According to the results of the present inventors, with the structure described above (equipped with a galvanyl furnace), the linear motor 00 has a 25
With the plating apparatus of the present invention using 0 KVA,
A current of 35 OA was applied to the linear motor, and the tension of the copper strip after passing through the plating was adjusted to 1,400 kg, and the tension in the heat treatment furnace was adjusted to 500 mm, and the cold rolled steel strip (thickness: 1 cm x width: 918 days) was galvanized. When we tried this, we were able to reliably prevent the width of the copper strip from shrinking, and furthermore, the lateral vibration of the copper strip in the gas wiping nozzle (6) and the galvanic furnace (8) was kept to a minimum, and the copper strip was uniformly 10 μ thick and sufficiently alloyed. An alloyed hot-dip lead-plated steel sheet having a hard-coated plating layer was obtained.

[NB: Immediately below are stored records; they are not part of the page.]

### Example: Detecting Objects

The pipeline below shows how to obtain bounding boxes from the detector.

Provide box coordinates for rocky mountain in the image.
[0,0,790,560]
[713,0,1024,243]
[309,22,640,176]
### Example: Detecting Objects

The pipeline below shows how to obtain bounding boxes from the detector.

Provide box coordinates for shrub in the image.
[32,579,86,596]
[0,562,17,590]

[Brief explanation of the drawing]

Fig. 1 is a schematic line diagram showing the arrangement position of the linear motor in the continuous plating apparatus of the present invention, Fig. 2 is an enlarged longitudinal cross-sectional side view of the main parts of the same apparatus, and Fig. 3 is a diagram illustrating the tension balance of the copper strip in the continuous plating line. (a) shows the conventional case, and (b) shows the case of implementing the present invention. In the figure 1: Copper strip, 2: Continuous heat treatment furnace, 2a: Cooling L
3 Ni steering roll, 4: Plating bath, 5: Dipping roll, 6: Gas wiping nozzle, 7: Zero spangle device, 8: Galvanic furnace, 9 Nibridle roll, 1
0: Linear motor, 11: Moving magnetic field generator, 12: Hearth roll, 13: Touch roll, 14: Furnace outer wall, 15
: Drive source, 16: Jacking mechanism

Claims (1)

[Claims] (1) In a continuous hot-dip plating apparatus for a copper strip in which the copper strip passes through at least a gas wiping nozzle device after being immersed in a plating bath through a continuous heat treatment furnace, in the cooling zone of the continuous heat treatment furnace, on the upstream side of the line from the steering roll, A continuous hot-dip plating apparatus for copper strips, characterized in that an induction linear motor is installed to exert a thrust force on the copper strip in the direction opposite to the direction in which the copper strip moves.